(Bloomberg) — The U.S. dollar declined after an election that was too close to call prompted investors determine that it’s up to Federal Reserve to provide further support to America’s pandemic-stricken economy.
The Bloomberg Dollar Spot Index fell 0.1% as of 9:12 a.m. in New York, erasing an advance of as much as 1%. The yield on 30-year U.S. Treasuries retreated 16 basis points, narrowing the gap with five-year securities by the most since June.

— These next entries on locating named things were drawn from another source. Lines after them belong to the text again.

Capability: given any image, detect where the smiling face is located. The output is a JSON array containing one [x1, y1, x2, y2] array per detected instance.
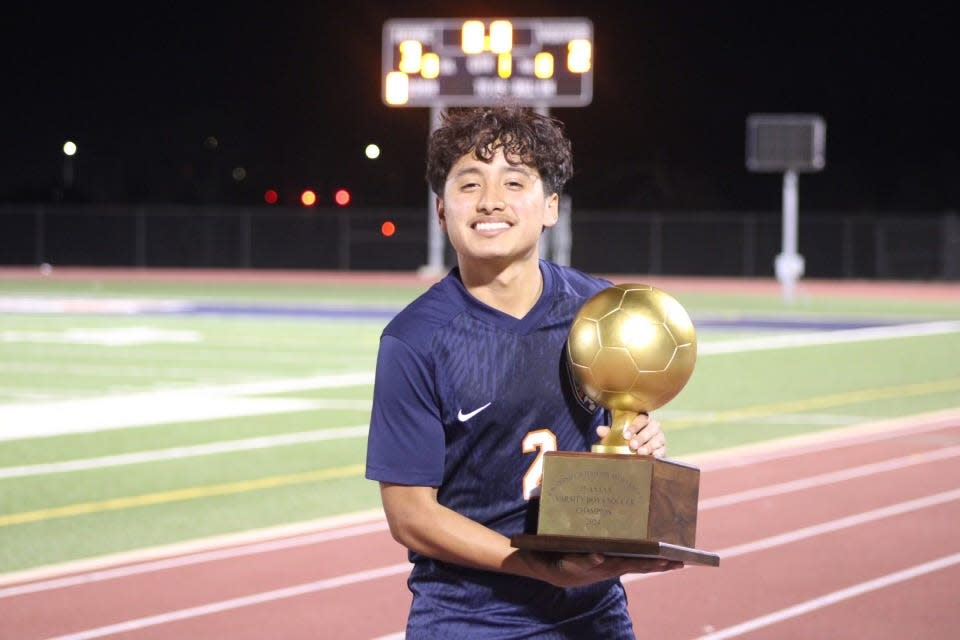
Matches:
[[437, 149, 560, 270]]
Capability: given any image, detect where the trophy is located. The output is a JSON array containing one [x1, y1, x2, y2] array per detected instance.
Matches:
[[511, 284, 720, 567]]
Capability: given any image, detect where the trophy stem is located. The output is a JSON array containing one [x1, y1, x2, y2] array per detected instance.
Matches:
[[590, 409, 638, 455]]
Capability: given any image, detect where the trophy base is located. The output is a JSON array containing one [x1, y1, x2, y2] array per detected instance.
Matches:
[[510, 533, 720, 567]]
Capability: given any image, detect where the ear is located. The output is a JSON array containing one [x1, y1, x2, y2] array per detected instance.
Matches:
[[436, 196, 447, 232], [543, 193, 560, 227]]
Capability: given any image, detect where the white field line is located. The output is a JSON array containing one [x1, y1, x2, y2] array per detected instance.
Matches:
[[0, 430, 960, 599], [698, 553, 960, 640], [0, 428, 369, 480], [0, 373, 373, 441], [0, 410, 849, 480], [0, 321, 960, 440], [37, 489, 960, 640]]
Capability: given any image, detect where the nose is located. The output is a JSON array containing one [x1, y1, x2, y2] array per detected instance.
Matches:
[[477, 184, 506, 213]]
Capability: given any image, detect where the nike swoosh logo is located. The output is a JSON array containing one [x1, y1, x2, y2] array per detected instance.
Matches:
[[457, 402, 493, 422]]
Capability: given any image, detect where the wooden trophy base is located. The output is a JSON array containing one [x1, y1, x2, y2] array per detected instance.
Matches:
[[510, 451, 720, 567], [510, 533, 720, 567]]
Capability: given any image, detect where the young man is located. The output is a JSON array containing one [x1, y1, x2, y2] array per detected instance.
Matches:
[[367, 107, 681, 640]]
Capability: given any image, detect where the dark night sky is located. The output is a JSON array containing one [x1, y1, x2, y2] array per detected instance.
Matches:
[[0, 0, 960, 212]]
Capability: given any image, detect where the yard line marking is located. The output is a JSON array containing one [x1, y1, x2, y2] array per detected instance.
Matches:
[[0, 373, 373, 441], [697, 320, 960, 355], [698, 553, 960, 640], [42, 562, 410, 640], [0, 464, 364, 527], [0, 518, 389, 599], [39, 489, 960, 640], [0, 428, 370, 480]]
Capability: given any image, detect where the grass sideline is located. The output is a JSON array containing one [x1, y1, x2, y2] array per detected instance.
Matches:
[[0, 270, 960, 575]]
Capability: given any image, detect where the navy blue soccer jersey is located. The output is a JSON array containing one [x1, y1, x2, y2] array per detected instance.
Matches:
[[367, 261, 633, 640]]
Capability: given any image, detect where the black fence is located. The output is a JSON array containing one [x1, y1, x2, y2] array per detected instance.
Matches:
[[0, 204, 960, 280]]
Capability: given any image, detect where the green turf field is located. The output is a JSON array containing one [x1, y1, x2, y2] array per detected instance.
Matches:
[[0, 278, 960, 574]]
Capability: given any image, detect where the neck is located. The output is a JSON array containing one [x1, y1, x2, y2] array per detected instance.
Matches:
[[460, 254, 543, 318]]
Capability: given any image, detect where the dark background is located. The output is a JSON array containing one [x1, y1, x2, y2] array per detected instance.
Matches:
[[0, 1, 960, 214]]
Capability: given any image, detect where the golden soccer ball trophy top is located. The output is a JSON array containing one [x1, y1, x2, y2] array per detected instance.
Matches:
[[567, 283, 697, 453]]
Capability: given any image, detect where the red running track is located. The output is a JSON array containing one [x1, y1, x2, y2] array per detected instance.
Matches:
[[0, 411, 960, 640]]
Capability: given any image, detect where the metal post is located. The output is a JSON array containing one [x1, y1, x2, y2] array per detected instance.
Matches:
[[421, 106, 446, 275], [773, 170, 804, 303]]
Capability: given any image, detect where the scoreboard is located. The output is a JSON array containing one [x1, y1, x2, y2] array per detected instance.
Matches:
[[381, 18, 593, 107]]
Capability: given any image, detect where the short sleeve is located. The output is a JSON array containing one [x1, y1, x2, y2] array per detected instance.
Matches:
[[366, 335, 445, 487]]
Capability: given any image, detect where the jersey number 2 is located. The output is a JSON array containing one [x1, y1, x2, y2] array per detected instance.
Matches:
[[523, 429, 557, 500]]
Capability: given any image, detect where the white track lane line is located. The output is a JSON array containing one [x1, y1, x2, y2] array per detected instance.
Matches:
[[42, 562, 410, 640], [7, 422, 960, 599], [28, 489, 960, 640], [698, 553, 960, 640]]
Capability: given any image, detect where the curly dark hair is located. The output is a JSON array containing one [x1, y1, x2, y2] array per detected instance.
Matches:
[[427, 105, 573, 196]]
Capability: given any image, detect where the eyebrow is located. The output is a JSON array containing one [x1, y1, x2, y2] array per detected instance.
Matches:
[[450, 165, 537, 180]]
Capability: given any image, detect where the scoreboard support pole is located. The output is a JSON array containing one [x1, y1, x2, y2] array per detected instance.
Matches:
[[420, 105, 447, 276]]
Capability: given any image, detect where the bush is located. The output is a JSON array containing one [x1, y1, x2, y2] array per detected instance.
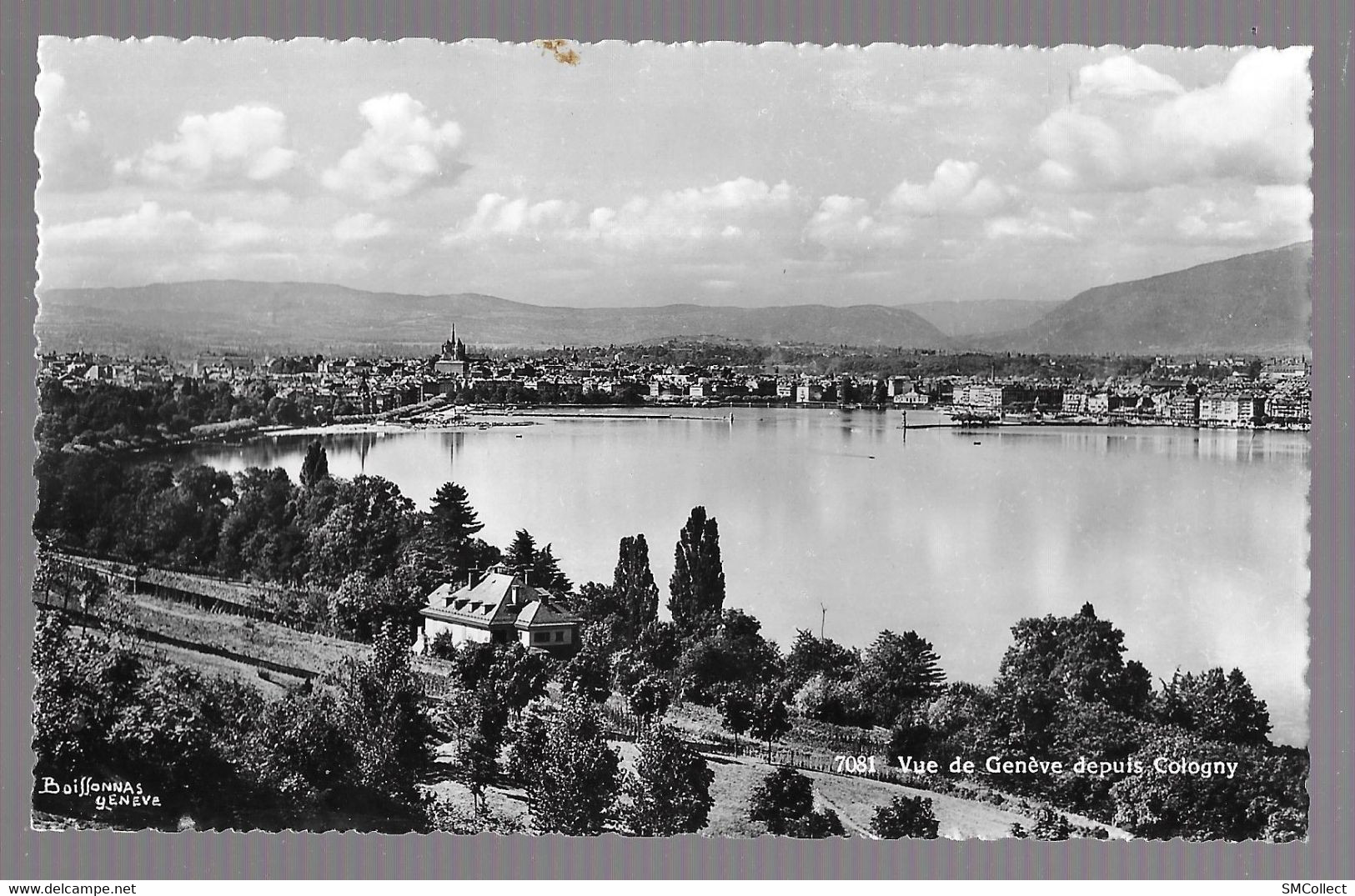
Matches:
[[429, 631, 457, 662], [870, 796, 938, 840], [748, 766, 815, 835], [622, 725, 715, 837]]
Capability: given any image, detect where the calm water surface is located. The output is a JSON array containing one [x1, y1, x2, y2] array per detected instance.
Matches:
[[188, 410, 1309, 743]]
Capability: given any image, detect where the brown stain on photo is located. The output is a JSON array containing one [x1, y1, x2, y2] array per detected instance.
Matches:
[[537, 38, 579, 65]]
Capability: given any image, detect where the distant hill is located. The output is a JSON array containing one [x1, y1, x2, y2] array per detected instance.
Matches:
[[971, 243, 1313, 354], [28, 280, 951, 354], [900, 299, 1062, 342]]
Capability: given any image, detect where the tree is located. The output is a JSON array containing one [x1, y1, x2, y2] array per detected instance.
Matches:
[[622, 724, 715, 837], [748, 766, 815, 835], [1030, 805, 1073, 840], [786, 809, 847, 839], [1112, 727, 1309, 840], [457, 642, 499, 690], [1156, 668, 1271, 744], [856, 629, 946, 724], [328, 627, 434, 803], [795, 673, 873, 725], [560, 647, 611, 703], [489, 644, 550, 718], [526, 697, 620, 837], [993, 603, 1152, 753], [461, 733, 499, 813], [635, 620, 681, 671], [626, 675, 672, 725], [720, 688, 757, 751], [611, 534, 659, 636], [306, 477, 414, 586], [748, 686, 790, 762], [668, 506, 725, 636], [329, 571, 424, 642], [429, 629, 457, 663], [429, 482, 485, 573], [301, 438, 329, 488], [786, 628, 861, 688], [529, 544, 575, 593], [504, 529, 537, 585], [870, 796, 939, 840]]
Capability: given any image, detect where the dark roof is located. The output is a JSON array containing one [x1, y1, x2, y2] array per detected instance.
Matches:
[[419, 571, 580, 628]]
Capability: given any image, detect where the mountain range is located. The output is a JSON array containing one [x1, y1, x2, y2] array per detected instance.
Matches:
[[977, 243, 1313, 354], [37, 243, 1312, 356]]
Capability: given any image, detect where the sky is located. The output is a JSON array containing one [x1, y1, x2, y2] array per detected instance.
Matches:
[[35, 38, 1313, 308]]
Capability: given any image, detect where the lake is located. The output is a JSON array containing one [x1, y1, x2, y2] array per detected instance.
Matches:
[[187, 408, 1309, 743]]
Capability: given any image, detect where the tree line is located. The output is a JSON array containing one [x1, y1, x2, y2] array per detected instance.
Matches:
[[34, 381, 1307, 840]]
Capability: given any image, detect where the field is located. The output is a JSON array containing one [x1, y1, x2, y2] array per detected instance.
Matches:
[[37, 594, 1127, 839]]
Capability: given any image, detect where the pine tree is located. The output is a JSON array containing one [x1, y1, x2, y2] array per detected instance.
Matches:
[[432, 482, 485, 547], [611, 534, 659, 633], [668, 506, 725, 635], [301, 438, 329, 488], [504, 529, 537, 575], [531, 544, 575, 592]]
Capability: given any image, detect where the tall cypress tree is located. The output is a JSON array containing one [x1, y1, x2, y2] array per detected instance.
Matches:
[[504, 529, 537, 575], [301, 438, 329, 488], [611, 534, 659, 633], [668, 506, 725, 636]]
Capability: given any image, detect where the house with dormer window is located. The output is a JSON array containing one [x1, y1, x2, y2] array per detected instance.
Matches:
[[416, 566, 583, 657]]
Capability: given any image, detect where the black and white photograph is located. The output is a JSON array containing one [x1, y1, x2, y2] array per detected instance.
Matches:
[[26, 37, 1321, 843]]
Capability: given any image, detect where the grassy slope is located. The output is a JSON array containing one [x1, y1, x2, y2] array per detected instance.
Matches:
[[55, 594, 1126, 839]]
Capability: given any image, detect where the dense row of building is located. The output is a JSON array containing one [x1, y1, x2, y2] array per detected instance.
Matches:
[[42, 330, 1310, 428]]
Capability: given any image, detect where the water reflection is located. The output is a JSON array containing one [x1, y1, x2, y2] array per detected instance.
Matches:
[[184, 410, 1309, 742]]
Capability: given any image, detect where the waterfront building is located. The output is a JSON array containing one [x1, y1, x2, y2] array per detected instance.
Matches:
[[416, 566, 583, 657], [1060, 388, 1087, 414]]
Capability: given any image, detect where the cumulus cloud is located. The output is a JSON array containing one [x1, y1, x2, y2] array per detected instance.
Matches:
[[334, 211, 394, 243], [984, 215, 1077, 241], [886, 158, 1006, 218], [1077, 56, 1186, 96], [443, 178, 802, 250], [1172, 184, 1313, 245], [39, 202, 271, 250], [1034, 48, 1313, 191], [117, 104, 297, 188], [444, 193, 579, 243], [585, 178, 800, 247], [1149, 48, 1313, 184], [321, 93, 462, 200], [805, 195, 908, 252], [33, 69, 67, 110]]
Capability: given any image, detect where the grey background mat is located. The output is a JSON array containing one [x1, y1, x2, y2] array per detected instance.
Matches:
[[0, 0, 1355, 881]]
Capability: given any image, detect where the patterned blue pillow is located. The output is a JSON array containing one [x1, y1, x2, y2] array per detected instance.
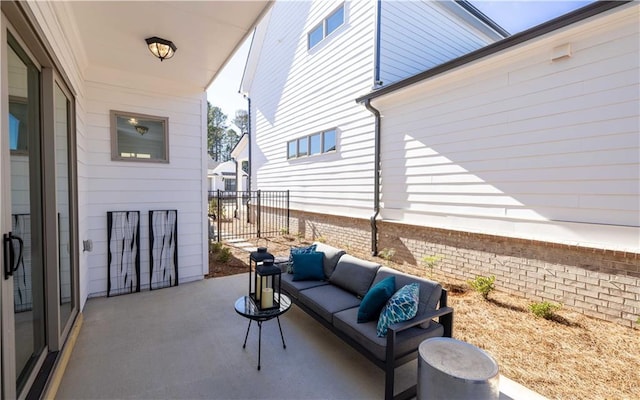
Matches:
[[376, 283, 420, 337], [287, 244, 316, 274]]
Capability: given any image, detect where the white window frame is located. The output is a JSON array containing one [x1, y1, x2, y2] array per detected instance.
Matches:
[[307, 3, 347, 50], [286, 128, 338, 160]]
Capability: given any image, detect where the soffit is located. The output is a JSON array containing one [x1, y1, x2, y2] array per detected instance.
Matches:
[[68, 1, 270, 89]]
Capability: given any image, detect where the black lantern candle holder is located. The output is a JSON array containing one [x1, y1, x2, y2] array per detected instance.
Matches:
[[249, 247, 282, 310]]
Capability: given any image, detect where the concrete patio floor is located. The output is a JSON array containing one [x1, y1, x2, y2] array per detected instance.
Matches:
[[55, 274, 541, 400]]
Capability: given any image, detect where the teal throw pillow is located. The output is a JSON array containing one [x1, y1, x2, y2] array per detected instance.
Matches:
[[358, 276, 396, 324], [291, 252, 324, 281], [376, 283, 420, 337], [287, 244, 316, 274]]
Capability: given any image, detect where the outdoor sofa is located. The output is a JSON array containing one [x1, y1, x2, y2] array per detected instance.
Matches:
[[281, 242, 453, 400]]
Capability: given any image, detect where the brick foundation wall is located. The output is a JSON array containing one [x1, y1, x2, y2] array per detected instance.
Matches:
[[290, 210, 640, 327]]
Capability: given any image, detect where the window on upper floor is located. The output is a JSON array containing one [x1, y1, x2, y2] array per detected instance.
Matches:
[[287, 129, 336, 158], [307, 4, 344, 49]]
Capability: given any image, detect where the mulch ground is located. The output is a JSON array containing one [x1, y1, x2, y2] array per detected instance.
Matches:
[[208, 237, 640, 399]]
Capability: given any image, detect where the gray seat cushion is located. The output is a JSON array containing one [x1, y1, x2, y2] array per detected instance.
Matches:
[[329, 254, 380, 298], [333, 308, 444, 361], [298, 285, 360, 322], [313, 242, 346, 279], [281, 273, 329, 299]]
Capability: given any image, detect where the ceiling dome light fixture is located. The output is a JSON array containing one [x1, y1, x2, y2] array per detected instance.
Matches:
[[145, 36, 178, 61]]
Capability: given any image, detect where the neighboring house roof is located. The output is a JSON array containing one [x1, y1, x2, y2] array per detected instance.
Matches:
[[356, 0, 631, 103]]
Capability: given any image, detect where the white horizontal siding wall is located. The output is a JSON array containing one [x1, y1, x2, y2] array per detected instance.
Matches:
[[380, 1, 491, 85], [250, 1, 375, 217], [86, 71, 208, 296], [374, 5, 640, 251]]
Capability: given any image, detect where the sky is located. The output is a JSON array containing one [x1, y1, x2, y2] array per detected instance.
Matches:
[[207, 0, 592, 117]]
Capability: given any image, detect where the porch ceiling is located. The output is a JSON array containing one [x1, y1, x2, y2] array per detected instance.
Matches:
[[69, 0, 269, 89]]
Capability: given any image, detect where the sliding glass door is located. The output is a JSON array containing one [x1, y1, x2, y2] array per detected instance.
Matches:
[[3, 32, 46, 393], [0, 17, 78, 399]]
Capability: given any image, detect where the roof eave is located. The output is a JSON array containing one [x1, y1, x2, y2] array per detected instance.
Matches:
[[356, 0, 633, 103]]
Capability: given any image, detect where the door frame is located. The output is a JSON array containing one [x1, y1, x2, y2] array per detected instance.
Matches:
[[0, 1, 80, 398]]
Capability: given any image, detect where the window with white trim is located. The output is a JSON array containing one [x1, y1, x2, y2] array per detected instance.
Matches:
[[307, 4, 344, 50], [287, 129, 336, 159]]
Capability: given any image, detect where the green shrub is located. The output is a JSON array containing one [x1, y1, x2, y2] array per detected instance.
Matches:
[[529, 301, 561, 319], [467, 275, 496, 299], [217, 247, 231, 263], [378, 247, 396, 261], [209, 240, 222, 253]]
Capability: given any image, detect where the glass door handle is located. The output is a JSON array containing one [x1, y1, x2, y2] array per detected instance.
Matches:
[[2, 232, 24, 279]]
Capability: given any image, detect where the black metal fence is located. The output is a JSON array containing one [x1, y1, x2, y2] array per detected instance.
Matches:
[[208, 190, 289, 242]]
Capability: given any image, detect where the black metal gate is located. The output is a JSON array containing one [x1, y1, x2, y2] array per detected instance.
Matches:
[[208, 190, 289, 242]]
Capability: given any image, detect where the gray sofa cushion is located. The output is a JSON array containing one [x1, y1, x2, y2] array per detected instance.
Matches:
[[313, 242, 346, 279], [333, 308, 444, 361], [281, 274, 329, 299], [329, 254, 380, 298], [373, 267, 442, 327], [298, 285, 360, 323]]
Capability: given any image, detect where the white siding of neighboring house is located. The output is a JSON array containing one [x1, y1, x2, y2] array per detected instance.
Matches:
[[20, 2, 208, 302], [244, 0, 375, 217], [380, 1, 500, 85], [373, 4, 640, 251]]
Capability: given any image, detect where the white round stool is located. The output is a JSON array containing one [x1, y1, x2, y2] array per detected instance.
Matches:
[[417, 338, 500, 400]]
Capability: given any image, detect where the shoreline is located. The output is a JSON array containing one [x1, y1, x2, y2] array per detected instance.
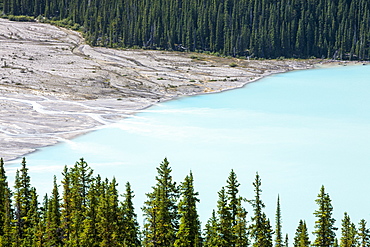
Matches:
[[0, 19, 368, 161]]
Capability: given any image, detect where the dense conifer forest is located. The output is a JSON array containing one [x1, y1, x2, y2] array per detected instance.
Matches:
[[0, 0, 370, 60], [0, 159, 370, 247]]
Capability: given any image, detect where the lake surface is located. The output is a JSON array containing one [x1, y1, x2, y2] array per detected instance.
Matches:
[[7, 65, 370, 239]]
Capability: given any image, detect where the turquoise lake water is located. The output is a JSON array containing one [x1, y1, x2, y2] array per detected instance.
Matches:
[[8, 65, 370, 239]]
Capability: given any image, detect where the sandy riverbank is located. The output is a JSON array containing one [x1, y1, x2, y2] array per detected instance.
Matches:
[[0, 19, 350, 160]]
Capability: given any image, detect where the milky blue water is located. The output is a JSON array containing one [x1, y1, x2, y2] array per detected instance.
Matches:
[[8, 65, 370, 239]]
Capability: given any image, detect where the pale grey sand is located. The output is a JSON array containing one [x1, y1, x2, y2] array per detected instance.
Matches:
[[0, 19, 318, 160]]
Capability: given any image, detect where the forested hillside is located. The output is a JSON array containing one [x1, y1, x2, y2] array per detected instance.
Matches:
[[0, 0, 370, 59], [0, 159, 370, 247]]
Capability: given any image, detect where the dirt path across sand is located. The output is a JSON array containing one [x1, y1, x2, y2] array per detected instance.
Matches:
[[0, 19, 317, 160]]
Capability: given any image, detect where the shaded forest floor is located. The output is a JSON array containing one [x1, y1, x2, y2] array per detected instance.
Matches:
[[0, 19, 356, 160]]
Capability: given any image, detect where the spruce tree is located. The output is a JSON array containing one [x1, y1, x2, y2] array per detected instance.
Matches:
[[217, 187, 233, 246], [174, 172, 202, 247], [14, 158, 35, 246], [293, 220, 311, 247], [45, 176, 62, 246], [226, 170, 249, 246], [283, 233, 289, 247], [142, 158, 179, 246], [250, 173, 273, 247], [0, 158, 13, 247], [340, 212, 358, 247], [358, 219, 370, 247], [121, 182, 141, 247], [275, 196, 283, 247], [313, 186, 337, 247], [204, 210, 221, 247], [94, 178, 120, 247], [233, 197, 249, 247]]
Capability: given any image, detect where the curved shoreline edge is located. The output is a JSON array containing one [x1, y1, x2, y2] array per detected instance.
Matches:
[[0, 19, 366, 161]]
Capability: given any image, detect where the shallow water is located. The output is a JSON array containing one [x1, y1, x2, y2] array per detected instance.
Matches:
[[8, 63, 370, 239]]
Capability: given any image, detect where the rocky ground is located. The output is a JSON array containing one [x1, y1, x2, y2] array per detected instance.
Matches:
[[0, 19, 318, 160]]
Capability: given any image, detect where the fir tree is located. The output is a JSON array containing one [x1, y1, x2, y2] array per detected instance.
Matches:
[[121, 182, 141, 247], [0, 158, 13, 247], [14, 158, 35, 246], [283, 233, 289, 247], [204, 210, 221, 247], [313, 186, 337, 247], [45, 176, 62, 246], [358, 219, 370, 247], [275, 196, 283, 247], [233, 197, 249, 247], [142, 158, 179, 246], [95, 179, 120, 247], [217, 187, 233, 246], [340, 212, 358, 247], [293, 220, 311, 247], [250, 173, 273, 247], [174, 172, 202, 247]]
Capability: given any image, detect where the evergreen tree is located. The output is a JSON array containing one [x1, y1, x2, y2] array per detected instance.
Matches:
[[0, 158, 13, 247], [142, 158, 179, 246], [275, 196, 283, 247], [121, 182, 141, 247], [94, 179, 120, 247], [233, 197, 249, 247], [14, 158, 35, 246], [174, 172, 202, 247], [358, 219, 370, 247], [313, 186, 337, 247], [283, 233, 289, 247], [293, 220, 311, 247], [204, 210, 221, 247], [217, 187, 233, 246], [250, 173, 273, 247], [45, 176, 62, 247], [340, 212, 358, 247]]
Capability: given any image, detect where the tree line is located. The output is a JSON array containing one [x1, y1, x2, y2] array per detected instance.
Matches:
[[0, 0, 370, 60], [0, 159, 370, 247]]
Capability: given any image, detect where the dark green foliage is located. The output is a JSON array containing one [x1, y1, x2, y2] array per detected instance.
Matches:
[[0, 159, 370, 247], [340, 212, 358, 247], [174, 172, 202, 247], [275, 196, 283, 247], [204, 210, 220, 247], [0, 158, 13, 246], [0, 0, 370, 59], [250, 173, 273, 247], [142, 159, 179, 247], [358, 219, 370, 247], [293, 220, 311, 247], [121, 182, 141, 247], [313, 186, 337, 247]]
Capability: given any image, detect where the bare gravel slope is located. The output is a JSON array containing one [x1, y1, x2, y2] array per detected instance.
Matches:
[[0, 19, 314, 160]]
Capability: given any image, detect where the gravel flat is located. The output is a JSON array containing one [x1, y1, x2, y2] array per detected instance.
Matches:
[[0, 19, 317, 160]]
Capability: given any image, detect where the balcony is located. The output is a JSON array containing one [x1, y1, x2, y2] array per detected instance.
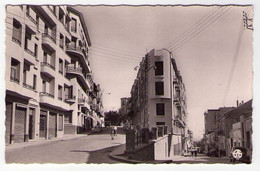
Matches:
[[12, 37, 21, 46], [23, 83, 35, 91], [41, 62, 55, 78], [66, 66, 90, 90], [78, 98, 85, 105], [66, 44, 91, 72], [10, 76, 20, 84], [173, 95, 181, 106], [66, 44, 85, 60], [174, 115, 186, 128], [40, 92, 54, 99], [26, 12, 37, 25], [65, 95, 76, 103], [173, 77, 178, 84], [175, 84, 180, 91], [42, 33, 56, 52]]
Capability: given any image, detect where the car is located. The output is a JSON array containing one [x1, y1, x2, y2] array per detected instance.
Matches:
[[229, 147, 251, 164]]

“The polls were wrong, again,” said Kit Juckes, chief foreign-exchange strategist at Societe Generale (OTC:) SA. “Markets wait for clarity, but I still believe the Fed matters more for the dollar than who lives in the White House.”
That’s one reason why currency volatility is extending declines. The prospect of more Fed stimulus means that moves in both currencies and Treasuries could remain subdued. It compounded a drop across contracts earlier in the day after uncertainty over the election results meant that options traders were unclear on the tenors to buy as a hedge against swings.
The greenback typically acts as a go-to haven in times of crisis, and indeed showed just that tendency as results of the U.S. election trickled in. But with the risk of a gridlock in Washington over the election results, and with the fate of further fiscal stimulus in limbo, the onus to act may ultimately fall to the Federal Reserve, which is due to deliver its next policy decision Thursday.
The central bank’s earlier pledge to keep interest rates anchored near zero for years has already weighed on the greenback in recent months and is widely seen as holding turbulence measures close to historic lows. Further action could well exacerbate both trends.
For some, a deadlock on more fiscal stimulus means that wider deficits and reflationary steepening, both of which pressured the dollar, are on hold. That, together with fresh lockdowns Europe, is why George Saravelos, Deutsche Bank’s global head of FX research, says he’s now neutral on the dollar.
“Deflation and risk-aversion, even if originating in the U.S., could be dollar positive,” Saravelos wrote in an emailed note. “All in, we don’t see good risk reward in shorting the dollar anymore, especially against EM currencies. The yen and may be one of the few beneficiaries of a highly uncertain environment.”